There has never been a Jacksonville Dolphin drafted into the NFL. In the 19-year history of the program, former basketball-player-turned-wide receiver Micah Ross is the only player to see significant time in the league, playing four years with three teams. The last two years, however, have seen the greatest fanfare surrounding draft prospects the school has ever seen. LB Justin Horton is a projected late-round pick this weekend, just as WR Andy Jones was last year. While Jones ultimately did not hear his named called, he latched on with the Dallas Cowboys and paved the way for others, like Horton, to break the draft barrier in the future.
This time about a year ago, Andy Jones was sitting at commencement on the Science Green at Jacksonville University. It was also the final day of the NFL Draft, and he was hoping to hear his named called later that afternoon. Feeling his phone buzz during the ceremony, Jones did the what anyone bored at graduation might do: he stepped out to take the call. It was a good thing he did, as the voice on the other line was none other than Cowboys wide receivers coach Derek Dooley.
Jones never saw his name flash across the bottom of the television that night, but he was not overly disappointed, as he knew he would get the chance to pick where he ended up. The right fit was going to be crucial for him to earn a spot. After entertaining offers from the likes of the Cardinals, 49ers, Colts and local Jaguars, Jones felt that Dallas gave him the best chance (and coincidently the most money for an undrafted free agent signed by the ‘Boys).

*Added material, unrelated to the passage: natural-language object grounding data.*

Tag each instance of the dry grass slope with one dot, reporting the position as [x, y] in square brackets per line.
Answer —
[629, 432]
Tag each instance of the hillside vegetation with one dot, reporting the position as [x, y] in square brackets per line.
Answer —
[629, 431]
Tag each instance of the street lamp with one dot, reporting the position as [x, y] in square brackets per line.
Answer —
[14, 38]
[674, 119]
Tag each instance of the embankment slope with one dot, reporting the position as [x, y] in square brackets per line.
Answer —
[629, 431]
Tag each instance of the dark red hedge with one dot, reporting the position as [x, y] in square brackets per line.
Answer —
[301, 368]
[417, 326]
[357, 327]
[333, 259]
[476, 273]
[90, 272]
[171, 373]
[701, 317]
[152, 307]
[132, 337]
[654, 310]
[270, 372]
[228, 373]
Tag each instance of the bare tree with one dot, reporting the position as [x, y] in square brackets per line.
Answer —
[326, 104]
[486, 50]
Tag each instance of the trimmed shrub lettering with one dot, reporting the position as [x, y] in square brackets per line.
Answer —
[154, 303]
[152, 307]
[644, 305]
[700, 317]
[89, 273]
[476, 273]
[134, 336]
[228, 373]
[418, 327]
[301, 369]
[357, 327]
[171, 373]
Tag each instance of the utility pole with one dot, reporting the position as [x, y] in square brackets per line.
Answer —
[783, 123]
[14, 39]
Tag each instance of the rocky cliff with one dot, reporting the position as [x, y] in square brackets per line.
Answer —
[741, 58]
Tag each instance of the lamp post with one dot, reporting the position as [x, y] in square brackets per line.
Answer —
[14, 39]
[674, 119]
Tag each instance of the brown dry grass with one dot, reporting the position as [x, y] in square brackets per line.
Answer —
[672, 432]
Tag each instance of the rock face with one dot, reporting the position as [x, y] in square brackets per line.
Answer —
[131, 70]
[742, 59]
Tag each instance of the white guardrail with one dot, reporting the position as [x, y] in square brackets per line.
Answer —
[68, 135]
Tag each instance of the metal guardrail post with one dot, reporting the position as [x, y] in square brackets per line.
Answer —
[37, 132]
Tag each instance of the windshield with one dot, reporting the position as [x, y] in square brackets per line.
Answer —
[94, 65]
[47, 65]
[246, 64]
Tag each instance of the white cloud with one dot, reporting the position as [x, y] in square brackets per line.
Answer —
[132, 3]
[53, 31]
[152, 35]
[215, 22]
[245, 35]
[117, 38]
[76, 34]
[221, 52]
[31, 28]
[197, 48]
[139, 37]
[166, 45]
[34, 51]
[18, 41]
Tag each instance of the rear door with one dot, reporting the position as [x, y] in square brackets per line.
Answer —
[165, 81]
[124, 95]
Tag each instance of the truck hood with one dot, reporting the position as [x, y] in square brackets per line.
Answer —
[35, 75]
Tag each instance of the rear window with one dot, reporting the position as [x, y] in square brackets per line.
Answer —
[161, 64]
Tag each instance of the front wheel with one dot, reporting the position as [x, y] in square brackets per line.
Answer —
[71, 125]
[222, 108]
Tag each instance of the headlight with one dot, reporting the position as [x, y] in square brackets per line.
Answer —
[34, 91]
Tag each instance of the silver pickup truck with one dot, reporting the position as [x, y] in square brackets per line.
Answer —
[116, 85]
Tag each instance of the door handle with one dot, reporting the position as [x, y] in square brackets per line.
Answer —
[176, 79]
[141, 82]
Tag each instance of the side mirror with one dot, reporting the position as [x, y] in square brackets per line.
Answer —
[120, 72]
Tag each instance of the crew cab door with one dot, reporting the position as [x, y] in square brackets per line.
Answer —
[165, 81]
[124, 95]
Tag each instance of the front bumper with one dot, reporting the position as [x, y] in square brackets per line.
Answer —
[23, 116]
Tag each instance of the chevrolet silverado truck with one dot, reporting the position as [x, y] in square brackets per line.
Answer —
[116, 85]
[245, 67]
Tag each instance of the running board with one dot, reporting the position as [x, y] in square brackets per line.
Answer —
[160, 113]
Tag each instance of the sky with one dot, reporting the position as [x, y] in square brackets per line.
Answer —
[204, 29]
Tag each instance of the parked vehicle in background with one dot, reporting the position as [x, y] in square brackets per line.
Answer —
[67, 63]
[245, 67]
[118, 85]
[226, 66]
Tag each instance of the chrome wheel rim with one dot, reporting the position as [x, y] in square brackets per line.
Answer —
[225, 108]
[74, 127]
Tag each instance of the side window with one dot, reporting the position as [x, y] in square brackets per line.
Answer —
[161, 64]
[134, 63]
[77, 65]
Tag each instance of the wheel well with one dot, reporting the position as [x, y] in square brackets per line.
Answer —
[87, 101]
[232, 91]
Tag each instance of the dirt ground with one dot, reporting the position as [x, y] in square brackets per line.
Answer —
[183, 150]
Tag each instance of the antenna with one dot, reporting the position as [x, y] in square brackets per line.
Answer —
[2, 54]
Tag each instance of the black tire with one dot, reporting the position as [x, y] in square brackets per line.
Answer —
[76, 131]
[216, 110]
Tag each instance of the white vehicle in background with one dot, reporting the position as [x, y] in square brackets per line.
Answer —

Jones worked hard in camp, and survived what he described as “not making the most of my opportunities in the preseason” to earn a practice squad spot for the entirety of the season. This meant the non-scholarship football player from Clermont, Florida, spent the 2016 fall rubbing shoulders with Ezekial Elliott (who is unsurprisingly the biggest ‘clown’), Dez Bryant (whose car, a Bentley SUV, is as sharp as his routes), Dak Prescott (Jones’ haircut partner), all while waving towels on the bench during an NFC East title run.
It was not all fun and games, as life on the practice squad is a “grind”, according to Jones. But he embraced the opportunity at increased reps and used the story of teammate (and now Bronco, after signing a 4-year, $36 million deal in March) Ronald Leary as inspiration, seeing first hand that you can go from undrafted to starter with the right work ethic and opportunity.
Jones reiterates that the chance to learn was the most valuable part of his first season, whether from veterans like Jason Witten, who preached the importance of the weight room, or fellow rookies like Prescott, whose composure on- and off-the-field inspired Jones, and the NFC Offensive Rookie of the Year often got the better of him in tennis ball hoops games in the locker room.
All throughout the fall, Jones kept an eye on the program he had starred at the previous four years, watching games on ESPN3 when he got the chance, and kept in touch with a few of his former teammates as well, most notably, Horton. After standing out at Junior Day, Horton stepped into a starting role his senior year with big expectations for that season and beyond. Questions about what to do to prepare physically, what mindset to have and more were peppered at Jones, who looked at the ability to pass down the knowledge as “a blessing”.
This spring, Horton was able to headline pro day at JU, the year after Jones was forced to head down to Gainesville to participate in the University of Florida’s draft showcase. This is not the only way that Jones has paved the way for his longtime friend. “He does what a brother is supposed to do, he looks out for me,” said Horton after his pro day March 31.
“He does what a brother is supposed to do, he looks out for me,” Justin Horton on his relationship with Andy Jones.
The likelihood of Horton hearing his name called this weekend is roughly as good as Jones’ was last year, as the 6-foot-2, 245-pound defensive end-turned linebacker showed good footwork and ball skills at various college all star games, prior to the pro day at which he wowed scouts with a 4.65 40-yard dash and a 37″ vertical. Horton, like Jones before him, would love the distinction of being the first Jacksonville Dolphin drafted. And if he is able to accomplish that, Andy Jones will have played a huge role in opening the door for the likes of Horton and those to follow.